Les Rapports onusiens l’ont dénoncé. Un pillage méthodique orchestré par des ‘‘réseaux d’élites composés d’un petit noyau de dirigeants politiques et militaires et d’hommes d’affaires, et dans les zones occupées de certains chefs rebelles et administrateurs’’. Contrats opaques en fournée, ‘‘prêts odieux’’ en batterie, environ 7,4 milliards de dollars s’ajouteront au passif, dont un milliard de l’Agence belge de promotion des investissements, le Ducroire et d’autres opérations, dont celle dite de ‘‘consolidation’’ (2002), ‘‘un tour de passe-passe par lequel 60 % des créances sur le Congo changent de main, l’arriéré se transformant, via de nouveaux prêts, en… nouveaux emprunts. A bien y regarder, cela correspond (…) à une gigantesque opération de blanchiment’’ : les Etats occidentaux qui y participent à l’aide de leurs contribuables (Belgique, France, Suède, Afrique du Sud) passent à la caisse, remboursent des créanciers qui s’évanouissent dans l’anonymat, tandis que le peuple congolais, lui, reste plus endetté que jamais, étant désormais placé sous la tutelle des programmes PPTE (pays pauvres très endettés) de la Banque mondiale, écrit le CADTM dans son rapport.
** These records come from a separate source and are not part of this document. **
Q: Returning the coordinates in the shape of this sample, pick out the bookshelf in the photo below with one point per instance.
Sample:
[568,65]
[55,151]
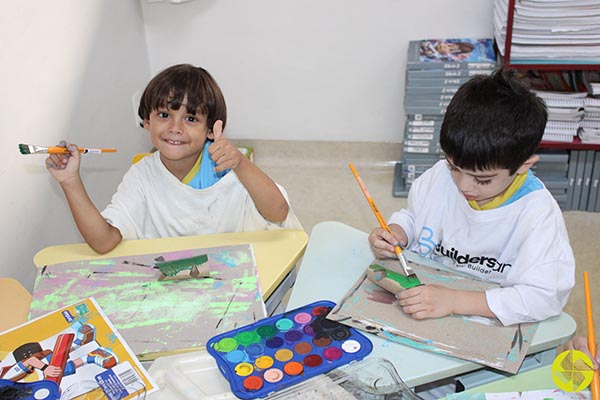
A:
[576,144]
[507,62]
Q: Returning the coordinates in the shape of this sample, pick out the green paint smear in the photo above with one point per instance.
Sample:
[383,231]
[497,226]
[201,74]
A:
[171,268]
[405,281]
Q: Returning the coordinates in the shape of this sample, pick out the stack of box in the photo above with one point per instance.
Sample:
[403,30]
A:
[436,68]
[552,169]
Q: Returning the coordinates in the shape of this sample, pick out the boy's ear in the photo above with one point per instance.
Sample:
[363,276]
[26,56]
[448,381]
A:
[528,164]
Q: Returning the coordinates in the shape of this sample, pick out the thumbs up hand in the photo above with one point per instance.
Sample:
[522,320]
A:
[224,153]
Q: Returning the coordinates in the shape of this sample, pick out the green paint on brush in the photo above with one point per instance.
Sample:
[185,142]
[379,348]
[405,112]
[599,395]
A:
[405,281]
[171,268]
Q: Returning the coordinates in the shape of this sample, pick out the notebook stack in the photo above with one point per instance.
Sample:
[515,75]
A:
[552,169]
[436,68]
[565,111]
[589,127]
[583,179]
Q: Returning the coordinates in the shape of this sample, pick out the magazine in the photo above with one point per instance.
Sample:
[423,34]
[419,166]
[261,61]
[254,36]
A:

Donc, pour reconstruire aujourd’hui son pays et lui redonner espoir, le peuple congolais devra faire une croix sur environ 30 à 40 % de son maigre budget rien que pour assurer le paiement du service de la dette – les intérêts, donc : la dette elle-même vient en sus.

Droit de savoir

Le CADTM vise un intérêt dans son initiative. En plus d’une procédure judiciaire contre la BM via les agissements coupables de la société Anvil Mining dont les créances devront sur la RDC faire l’objet d’audit critique, ‘‘déceler les circonstances des prêts consentis par la Belgique à la RDC depuis son indépendance et le transfert de la dette belge au moment de l’indépendance du Congo afin de justifier l’annulation des créances belges ayant un caractère illicite et exiger la réparation des dommages écologiques et humains’’. Pour répondre aux questions ‘‘combien la RDC doit-elle réellement ? A qui ? Et pour quoi ?’’

Répudier cette dette ?

Cependant, il y a lieu de ‘‘répudier’’ cette dette colonialiste, si elle est qualifiée d’odieuse ou ‘‘de régime’’, dès lors qu’elle a été contractée par un régime despotique, non selon les besoins et les intérêts de l’Etat mais pour fortifier sa mainmise sur le peuple et le réprimer. ‘‘Les dépenses somptuaires du régime, les biens mal acquis, les fortunes bâties sur comptes suisses grâce à la corruption n’auraient pas existé sans corrupteurs, sans une exploitation délibérée des opportunités ainsi offertes aux banques et entreprises, qui savaient très bien ce qu’elles faisaient’’, cite le CADTM. Elle n’engage en rien le peuple et peut être à ce titre dénoncée par celui-ci. Le peuple doit ainsi avoir la force de dénoncer ces contrats. Il semble que des précédents existent.